I haven't figured out yet whether caring for an AD loved one makes you a better person, or if people on this Board are just naturally more caring, more giving, and more helpful than the rest of the world. I just want to thank all of you.
My stint as an AD caregiver really ended with the passing of my Mom nearly 8 months ago. I'll still check in now and then to see how all of you are doing, but I am certain that you will all be fine, helping each other and doing your utmost to find a safe place where your loved one will be cared for until the end.
My hope and prayer for all is a cure for Alzheimer's and all dementias within the next few years.
Yours were among the posts that gave me the courage to accept the fact that I was not the only person capable of taking care of my husband. Thanks to those words he is now comfortably placed in an ALF.
I am, and I am sure, many others are, so very grateful for the time you took to post.
Sometimes we become so ovewhelmed that we can't see the forest for the trees...you have been there for me with a compass to show the way. I so appreciate it and I can't express how much these boards have eased my pain. Thank you for your guidance and experience.
Martha, you were one of the ones that had a come to jesus meeting with me when we were trying to decide if we were going to put Mom and Dad in AL. I don't know what I would have done without you and the others. Those of you that have done before thos of us that are in the middle are so important. You have the knowledge and experience that we need. So don't go anywhere. Keep checking in on us. So manpy of you have been there for me and I just hope to give back a little of what I have received.
Thank you all for being the wonderful caring people that you are
I just checked in the rule book IBake and rule number 42 says.... Martha has to stay!! I have so much further to go and I definitely need the expertise of Martha and those that have gone before me to finish what I need to do. So I hope Martha and all the other are planning to stay. There are days I can't see the forest for the trees and need somebody to knock my head into the nearest tree so I can see where I am going Besides.... I think I left all my spare towels with Martha so she's got to be around to hand them out
I've been reading this board (and posting now and then) since 2003, and I've often wondered why I'm still here - my Dad died in 2006. I guess my reason is reading this board was part of my life when I was looking after him. In a strange way it's the last thing that ties me to that time. Granted, it wasn't a really good time -- but it's the time I had with him.

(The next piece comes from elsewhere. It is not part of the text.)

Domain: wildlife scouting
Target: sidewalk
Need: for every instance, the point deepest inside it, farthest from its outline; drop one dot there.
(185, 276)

Also - I wish I would have had a heads up from some sensible people - like all of you here, when my Dad was in the "bad off enough to be a problem - but just OK enough I can pretend everything is OK because I want it to be" stage. Now I can chime in when I see someone about to make a mistake I made.
You're experiences have helped people - that's a good thing
I'm so sorry Martha. I just didn't realize that you needed a boost. Of course you do. I just count on you to help me with your wisdom and experience that I didn't stop to think that you must still be missing your Mom. Also its nice to be told that your needed. Everyone needs that from time to time.
Believe me when I say "I need you very much". Besides that your just FUNNY. You make me smile.
Have a good day friend,
I dont come here as often as some of the other dear ladies, but it is always such a comfort when I do, because I always know that I will get a response from you. I am so glad you decided to stay on this board with the coaxing of these wonderful ladies. You are so valued here....and I cant imagine coming here without you being here!! You have been a great source of encouragement to me and I really value your advice.
Love, Caroline xo (Carsam)
Martha, I was so sorry to read after this long time of your mother's passing at the end of last year. What a wonderful daughter you were and what a wonderful person to contribute so long to this subject for the rest of us. My brother-in-law also passed away early in 2008. He was the person I would tune in to the boards for and your advice was so compassionate, so caring, so informative, that I would always click on your entries. Now there is someone else in our lives with the dementia problem, so I will be back here again, tuning in for any information I can to cope with what's going on. Please don't leave completely, come in now and again, and help us out. You contribute so much on this subject. Life goes on, and "life" for your mom can only be better - she knows no pain, but only happiness. One story I can pass on that made me feel better after my mom died.....
I had a psychic here at my house for a fun evening with my friends about three months after my mom died. I still was grieving. The psychic came in and immediately gravitated to me and said she must see me first. I did not know her, got her name from a newspaper. She sat with me, held my hands palm up, and said, you are grieving for someone very important to you - she is female, and her message to you is, please stop grieving. I would not come back if I could. I am so happy. I cried at first, but took the message to heart. We are so selfish - we want them back for us, not for them. Just a story, but it made me feel so much better in the months to come. I don't believe in psychics, but it touched a nerve. Best to you, Martha.
Martha...I can't believe what I'm reading, but I guess we've all come to depend on your wisdom and experience. My DH passed last May and I still come daily, I think as part of my mourning experience. You are always there for us and I know your Mom would be so proud of you. You're 8 months in and I'm only 4 months in but all I know is that I will be grieving for a long time and everyone here helps me move forward. Why, there's our wonderful towels, funny stories and advice for all to hear. Compassion passed from one to another and we've never even met! This is a special place and you will always be a part of it even if you don't sign on every day.